Immer größeres Durcheinander

Glücklicherweise sind wir in der Lage, trotz der Abspaltungen weiterzuleben. Wir kompensieren sie einfach. Dafür kreieren wir die genannten Strategien, die wir immer weiter verfeinern (müssen), weil die Abspalterei durch Erlebnisse aller Art weitergeht, der eigene Raum immer leerer wird und durch die Kompensationen ein immer größeres Durcheinander entsteht – so man sich überhaupt noch im eigenen Raum befindet, also nicht bereits das Weite von sich selbst heraus gesucht hat und im sprichwörtlichen Wald in einer dunklen Höhle haust.

Verlorenes meldet sich

Die Kompensationen, das Leben „außer sich“ und das Füllen schwarzer Löcher kosten viel Kraft und haben einen hohen Energiebedarf. Eine wichtige Quelle für Kompensationsenergie sind andere Menschen. Stehen uns diese nicht so zur Verfügung, wie wir das gewohnt sind, meldet sich die Summe des Verlorenen umso mehr. Das kann sich dann zum Beispiel so anfühlen, als säße man in einem Kokon. Sich in diesem nun zu entwickeln, aufzuräumen, Belastungen in Frieden zu bringen und verlorene Anteile zurückzuholen bedeutet, sich auf den Weg in energetische Souveränität und damit seelische Stabilität zu machen.

Eigens Haben und Sein

Natürlich braucht es nicht unbedingt Corona-Lockdowns, damit sich das Gefühl von „was passiert da in mir, das soll aufhören“ zeigt.
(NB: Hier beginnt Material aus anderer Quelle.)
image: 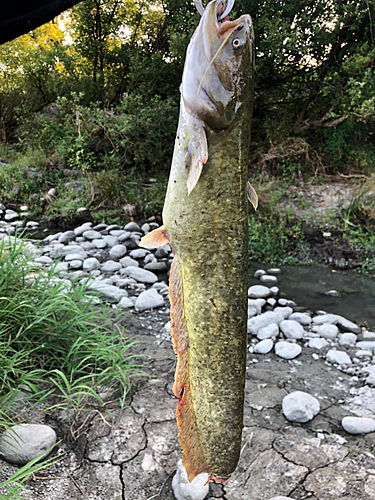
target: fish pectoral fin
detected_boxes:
[186,120,208,194]
[246,181,258,210]
[138,224,169,248]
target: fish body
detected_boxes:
[141,0,254,482]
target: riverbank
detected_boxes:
[1,221,375,500]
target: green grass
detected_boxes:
[0,238,141,499]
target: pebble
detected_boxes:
[82,229,103,241]
[100,260,122,273]
[339,333,357,345]
[134,288,164,311]
[0,424,56,465]
[109,245,128,259]
[83,257,100,272]
[282,391,320,423]
[121,266,158,284]
[254,339,273,354]
[257,323,279,340]
[172,460,209,500]
[124,222,141,232]
[254,269,267,279]
[259,274,277,283]
[309,338,329,350]
[248,285,272,299]
[289,313,312,326]
[314,324,339,340]
[118,297,134,309]
[280,319,304,340]
[326,349,352,365]
[275,341,302,359]
[341,417,375,434]
[120,257,139,267]
[103,234,118,248]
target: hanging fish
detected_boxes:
[141,0,257,482]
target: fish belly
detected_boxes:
[163,109,250,481]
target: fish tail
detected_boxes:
[169,256,208,481]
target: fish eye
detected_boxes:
[232,38,243,49]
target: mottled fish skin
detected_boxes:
[141,0,254,481]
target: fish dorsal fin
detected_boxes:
[185,109,208,194]
[138,224,169,248]
[246,181,258,210]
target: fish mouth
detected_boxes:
[216,0,244,38]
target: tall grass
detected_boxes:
[0,238,144,499]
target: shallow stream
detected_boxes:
[249,262,375,331]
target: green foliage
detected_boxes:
[0,239,142,404]
[249,213,309,264]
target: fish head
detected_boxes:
[181,0,254,130]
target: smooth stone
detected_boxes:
[122,266,158,284]
[34,255,53,264]
[100,260,122,273]
[109,245,128,259]
[133,288,164,311]
[83,257,100,272]
[339,333,357,345]
[259,274,277,283]
[254,339,273,354]
[141,222,151,233]
[356,340,375,351]
[118,297,134,309]
[247,311,284,335]
[172,460,209,500]
[53,262,68,273]
[278,299,297,307]
[248,285,272,299]
[73,222,92,236]
[120,257,139,267]
[69,259,83,269]
[313,313,361,333]
[289,313,312,326]
[92,239,107,249]
[317,323,339,340]
[106,224,123,231]
[0,424,56,465]
[129,248,150,259]
[144,261,168,273]
[280,319,304,340]
[254,269,267,279]
[155,243,171,259]
[118,231,132,243]
[309,338,329,350]
[65,252,87,262]
[341,417,375,434]
[107,230,128,238]
[58,231,76,245]
[282,391,320,424]
[80,229,103,241]
[89,281,128,302]
[275,341,302,359]
[124,222,141,233]
[257,323,279,340]
[103,234,118,248]
[273,306,293,319]
[326,349,352,365]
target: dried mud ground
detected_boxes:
[0,309,375,500]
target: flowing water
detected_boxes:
[249,262,375,331]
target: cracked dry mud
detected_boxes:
[2,311,375,500]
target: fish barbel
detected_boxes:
[141,0,256,482]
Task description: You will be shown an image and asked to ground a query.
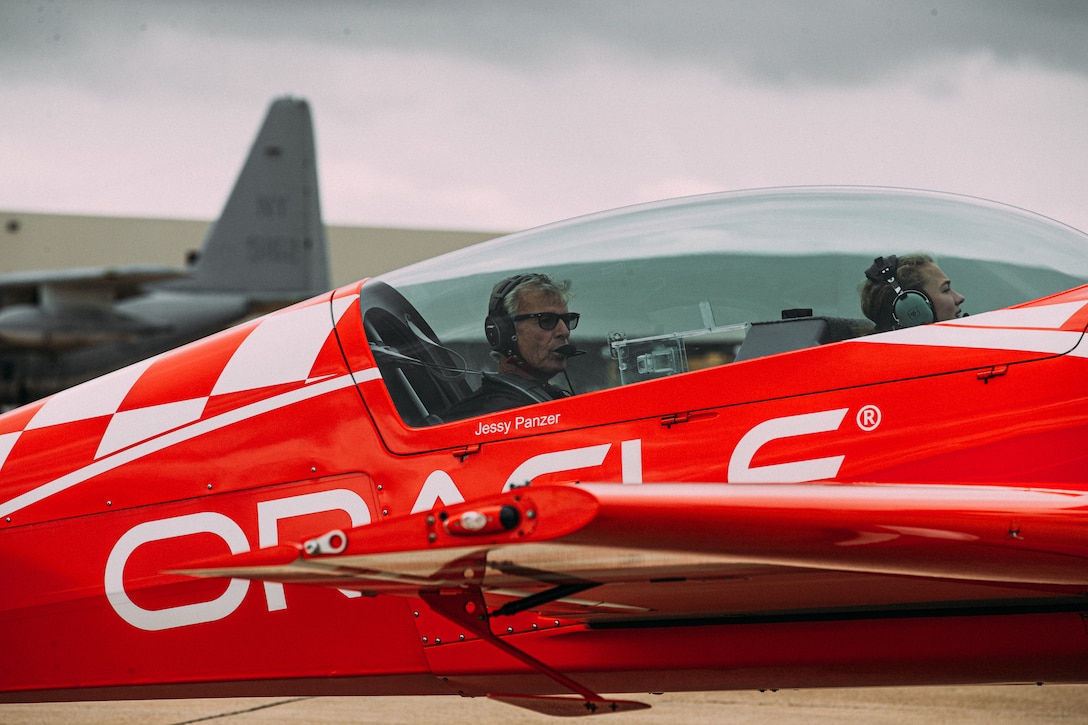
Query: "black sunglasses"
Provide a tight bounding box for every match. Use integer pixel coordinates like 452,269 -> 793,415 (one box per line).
510,312 -> 581,330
Doch das Bei-sich-sein-Müssen, ohne die gewohnten Ablenkungs- und Auffüllmöglichkeiten, bringt das, was kompensiert werden muss, und das, was vom Selbst noch übrig ist, in Bewegung. Denn eigentlich möchten wir in uns selbst ganz und zu Hause sein. Unser Unbewusstsein, unsere Seele kennen auch den Weg, und der ist ein Heimkommen in das, was wir eigentlich sind und was ich unsere Wunderbarkeit nenne: Unser eigenes Haben und Sein. Über das wir uns nämlich wundern, schon wenn wir uns nur auf den Weg dorthin machen.

Heil und ganz gemeint

Im Zu-uns-kommen meldet sich auch ein Kanal wieder stärker, der uns bei dem Ansinnen, ganz zu werden, unterstützt und nährt: Die Verbindung nach oben, zu der wie auch immer genannten Instanz, die uns bedingungslos liebt. Von dort bis zum Erdboden, so könnte man sich vorstellen, und so zeige ich es auch ungefähr in meinen Figuren, reicht unser ganz persönlicher Raum, in dem wir heil und ganz gemeint sind (Geburtsrecht) und in dem wir unsere energetische Souveränität gleich einem Schmetterling entwickeln können.

Neue Frage

Als die anfangs genannte Klientin ihrem Vorgesetzten ganz anders als vorher begegnen konnte, verließ dieser das Unternehmen. Getreu dem Motto „Kaum hast du eine Antwort, stellt das Leben dir eine neue Frage“ beleuchtet das Miteinander mit seinem Nachfolger nun weitere, in Frieden zu bringende Bereiche im Raum dieser Frau, die diese mit der diesbezüglich bereits gesammelten Erfahrung beherzt betritt. 

Weg mit Wirkkraft

Die Corona-Pandemie und insbesondere die Lockdowns eröffnen uns durch den Wegfall äußerer Ablenkungen und Kompensationsmöglichkeiten nie dagewesene Zeitfenster für eine bewusste, sehr gezielte Arbeit an und für uns selbst, die uns große Strecken weiter heim zu uns selbst bringen kann. Ein Hauruck-Verfahren mit schnellen Tipps und Tricks, pfiffig-überlagernden XL-Strategien und disziplinarisch betoniert haltenden, immer gleichen Übungen ist das natürlich nicht. Sondern ein Weg, mit gebetenen Gefährten, ungebetenen Begegnungen und einer besonderen Wirkkraft von oben.

Echte Balance

Das Leben mit aus der Waagerechten auf uns einwirkenden Belastungen und Herausforderungen wird also mit und ohne Corona unsere energetische Volatilität weiter fordern. All dem können wir mit wachsender Stabilität, zu der auch eine echte Balance von Kopf und Herz gehört, immer souveräner begegnen. Darum lohnt es sich, jetzt anzufangen.

Noch läuft der Lockdown. Nutzen wir ihn für ein Openup.